Indiana Republican leaders have vowed to override Holcomb’s veto. Their first opportunity to do so won’t come until May 24, when the legislature is set to meet for a special session. But recent precedents in other red states indicate a broader change in red-state legislatures’ disposition toward cultural issues like transgenderism. When Arkansas governor Asa Hutchinson vetoed a ban on gender transitions for minors in April 2020, the state’s GOP-led legislature overrode him by a resounding 72–25 in the House and 25–8 in the Senate. On March 25, the Utah legislature overrode Governor Spencer Cox’s veto of a ban on biological males in women’s sports by a margin of 56–18 in the House and 21–8 in the Senate — just four days after the governor had issued the veto in the first place.

The shift in momentum on culture-war issues like transgenderism has pushed the GOP away from many of its old allies in the business community. The Chamber of Commerce, for example, has begun to transition away from its traditional loyalty to the GOP, increasing its endorsements of Democrats and aligning itself with a number of left-wing cultural initiatives. Facing new conservative scrutiny, culture-war-averse Republicans have also been forced to recalibrate. Kristi Noem, for example, recently introduced new legislation aimed at restricting athletic participation based on biological sex, and touted the bill in an advertisement on prime-time news programs across the country.

The GOP’s overall approach to the culture war remains uncertain.
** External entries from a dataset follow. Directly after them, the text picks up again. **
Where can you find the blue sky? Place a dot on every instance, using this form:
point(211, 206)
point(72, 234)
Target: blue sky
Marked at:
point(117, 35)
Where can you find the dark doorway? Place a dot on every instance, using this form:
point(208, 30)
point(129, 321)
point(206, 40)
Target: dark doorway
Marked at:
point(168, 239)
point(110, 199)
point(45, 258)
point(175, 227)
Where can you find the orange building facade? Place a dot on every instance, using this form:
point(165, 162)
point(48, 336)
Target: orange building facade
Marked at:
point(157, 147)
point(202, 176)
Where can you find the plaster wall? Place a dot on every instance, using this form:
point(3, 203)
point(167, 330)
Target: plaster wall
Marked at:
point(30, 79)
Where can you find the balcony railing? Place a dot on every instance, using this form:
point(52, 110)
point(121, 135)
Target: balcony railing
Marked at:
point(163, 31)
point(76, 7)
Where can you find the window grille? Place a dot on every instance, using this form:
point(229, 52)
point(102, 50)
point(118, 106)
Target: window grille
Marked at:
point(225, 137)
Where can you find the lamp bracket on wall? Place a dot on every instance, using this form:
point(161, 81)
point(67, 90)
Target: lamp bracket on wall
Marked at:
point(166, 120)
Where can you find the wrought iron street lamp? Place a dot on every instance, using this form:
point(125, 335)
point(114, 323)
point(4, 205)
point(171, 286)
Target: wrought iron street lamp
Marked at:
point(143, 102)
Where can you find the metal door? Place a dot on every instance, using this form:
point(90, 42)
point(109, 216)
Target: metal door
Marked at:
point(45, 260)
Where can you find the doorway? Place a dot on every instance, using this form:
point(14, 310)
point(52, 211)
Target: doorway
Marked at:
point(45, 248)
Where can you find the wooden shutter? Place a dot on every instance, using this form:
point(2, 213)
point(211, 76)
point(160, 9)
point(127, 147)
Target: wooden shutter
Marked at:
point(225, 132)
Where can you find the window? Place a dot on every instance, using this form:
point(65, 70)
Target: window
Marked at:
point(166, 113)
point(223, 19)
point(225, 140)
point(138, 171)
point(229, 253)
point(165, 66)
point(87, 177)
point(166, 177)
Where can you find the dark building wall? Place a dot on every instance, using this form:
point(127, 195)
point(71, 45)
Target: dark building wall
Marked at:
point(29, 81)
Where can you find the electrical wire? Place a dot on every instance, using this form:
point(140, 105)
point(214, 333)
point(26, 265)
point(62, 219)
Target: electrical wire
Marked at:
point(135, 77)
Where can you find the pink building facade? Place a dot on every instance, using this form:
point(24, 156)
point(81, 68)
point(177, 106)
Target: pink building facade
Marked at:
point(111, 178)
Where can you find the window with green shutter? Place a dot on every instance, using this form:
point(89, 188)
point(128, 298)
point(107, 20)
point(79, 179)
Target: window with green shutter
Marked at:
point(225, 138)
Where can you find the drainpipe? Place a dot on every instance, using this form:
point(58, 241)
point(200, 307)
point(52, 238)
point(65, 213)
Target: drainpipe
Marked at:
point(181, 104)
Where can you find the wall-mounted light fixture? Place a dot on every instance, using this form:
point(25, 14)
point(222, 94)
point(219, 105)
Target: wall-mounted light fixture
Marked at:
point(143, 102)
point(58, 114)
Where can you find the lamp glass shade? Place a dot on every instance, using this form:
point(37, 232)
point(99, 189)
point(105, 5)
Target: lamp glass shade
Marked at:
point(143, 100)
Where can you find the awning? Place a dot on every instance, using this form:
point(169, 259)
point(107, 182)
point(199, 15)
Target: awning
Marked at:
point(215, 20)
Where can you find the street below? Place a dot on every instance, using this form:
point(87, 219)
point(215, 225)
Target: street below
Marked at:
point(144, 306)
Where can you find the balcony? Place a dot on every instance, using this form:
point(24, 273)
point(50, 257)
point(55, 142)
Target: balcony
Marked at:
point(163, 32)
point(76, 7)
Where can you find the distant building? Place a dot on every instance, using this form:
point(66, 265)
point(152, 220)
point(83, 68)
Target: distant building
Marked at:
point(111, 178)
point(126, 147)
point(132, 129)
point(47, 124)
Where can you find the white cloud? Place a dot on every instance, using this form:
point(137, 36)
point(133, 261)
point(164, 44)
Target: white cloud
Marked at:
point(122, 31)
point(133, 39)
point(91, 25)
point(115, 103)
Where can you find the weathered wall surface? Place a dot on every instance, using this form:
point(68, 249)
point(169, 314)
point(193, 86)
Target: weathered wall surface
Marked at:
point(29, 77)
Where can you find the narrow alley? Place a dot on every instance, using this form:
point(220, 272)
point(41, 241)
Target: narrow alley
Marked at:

While the momentum in the party seems to be trending in a more hawkish direction, prominent holdouts remain: Holcomb and Cox’s vetoes of women’s-sports legislation came within 24 hours of one another, dampening social-conservative optimism about the wave of similar bills sweeping state legislatures across the country. But the political backlash to Republican weakness on the issue signals a new appetite for a more aggressive culture-war strategy throughout the party. And if the polls surrounding new legislation like Florida’s Parental Rights Bill are anything to go by, that strategy enjoys the support of the American people, too.